Every rule in GeoSwap follows this pattern: pick a segment, then define a variant for it. That's it. The segment says "who matches," the variant says "what happens."
You have two segments: "EU" and "US." For a content rule on your pricing page, you create two variants: the EU variant shows a GDPR compliance notice and Euro pricing. The US variant shows dollar pricing and a free-shipping banner. Same page, different experience — controlled entirely by your segments and variants.
Every product in GeoSwap uses the same segment-to-variant pattern. The workflow looks the same whether you're setting up a redirect, a notification bar, or a content swap.
Pick the product you need (redirects, content, bars, etc.) and create a new rule. Give it a name and set the page where it should apply.
Each variant pairs a segment with what that audience should see. Add as many variants as you need — one for each audience you want to differentiate.

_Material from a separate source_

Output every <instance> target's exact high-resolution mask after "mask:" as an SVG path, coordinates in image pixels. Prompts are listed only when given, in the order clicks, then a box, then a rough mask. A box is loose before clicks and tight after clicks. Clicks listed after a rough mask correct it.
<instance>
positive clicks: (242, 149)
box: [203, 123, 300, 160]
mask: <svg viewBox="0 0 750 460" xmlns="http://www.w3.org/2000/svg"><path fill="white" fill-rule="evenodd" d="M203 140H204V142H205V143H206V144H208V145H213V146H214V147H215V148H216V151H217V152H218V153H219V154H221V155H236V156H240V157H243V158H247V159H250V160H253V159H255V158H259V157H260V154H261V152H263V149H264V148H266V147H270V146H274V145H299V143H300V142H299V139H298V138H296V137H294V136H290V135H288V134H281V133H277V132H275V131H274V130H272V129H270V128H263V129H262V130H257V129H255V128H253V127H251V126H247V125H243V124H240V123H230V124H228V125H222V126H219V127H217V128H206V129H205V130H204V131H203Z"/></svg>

If a visitor could match multiple variants, the highest-priority variant wins. Lower numbers are checked first. The first match is the one that fires.
A "variant" means something slightly different depending on which product you're using. Here's what a variant controls in each one.
When a visitor arrives, GeoSwap checks your variants from highest priority to lowest. The first variant whose segment matches the visitor is the one that fires. If none match, nothing happens (unless you have a catch-all).
This is why the All Countries segment is so useful as a fallback. Place it at the lowest priority, and it catches everyone who doesn't match a more specific variant.
A visitor from London matches both "UK" (priority 1) and "EU" (priority 2). Since UK is checked first, they go to uk.store.com. A visitor from Paris only matches EU, so they go to eu.store.com. A visitor from Tokyo matches only All Countries, so they stay on store.com.
Variants in content rules, bars, and popups can also target by device type. This lets you combine geo-targeting with device targeting for precise control.
Show a popup to US mobile visitors promoting your app download, while desktop visitors from the same segment see a banner about your new feature. Same segment, different variants, different devices.
Any variant can split traffic between two versions. Set a percentage — say 70/30 — and GeoSwap will randomly assign visitors within that segment to one version or the other. Track performance in your analytics dashboard to see which version drives more clicks, conversions, or engagement.
A/B testing is built into Geo Content, Geo Bars, Geo Popups, and Geo Links. In each case, you can split a single variant into two versions with a custom traffic split.
When you enable A/B testing on a variant, you create a Version A and Version B. Set the split (e.g., 50/50 or 80/20) and each visitor in that segment is randomly assigned to a version. Results show up in your analytics so you can compare performance.
Learn more in the A/B Testing guide.
Start simple: one segment, one variant per rule. Add more variants as you learn what resonates with each audience.
Always add an "All Countries" fallback variant at the lowest priority. This ensures every visitor gets an experience, even if they don't match your specific segments.
Use the analytics dashboard to compare variant performance by segment. This data tells you which audiences respond to which messages.
When testing, create your rule with just two variants first. Once you see results, add more segments to get more granular.
Give your variants descriptive names in the dashboard — "EU GDPR Notice" is easier to manage than "Variant 2."
Combine geo and device targeting for maximum precision. A US mobile popup and a US desktop bar can run side by side.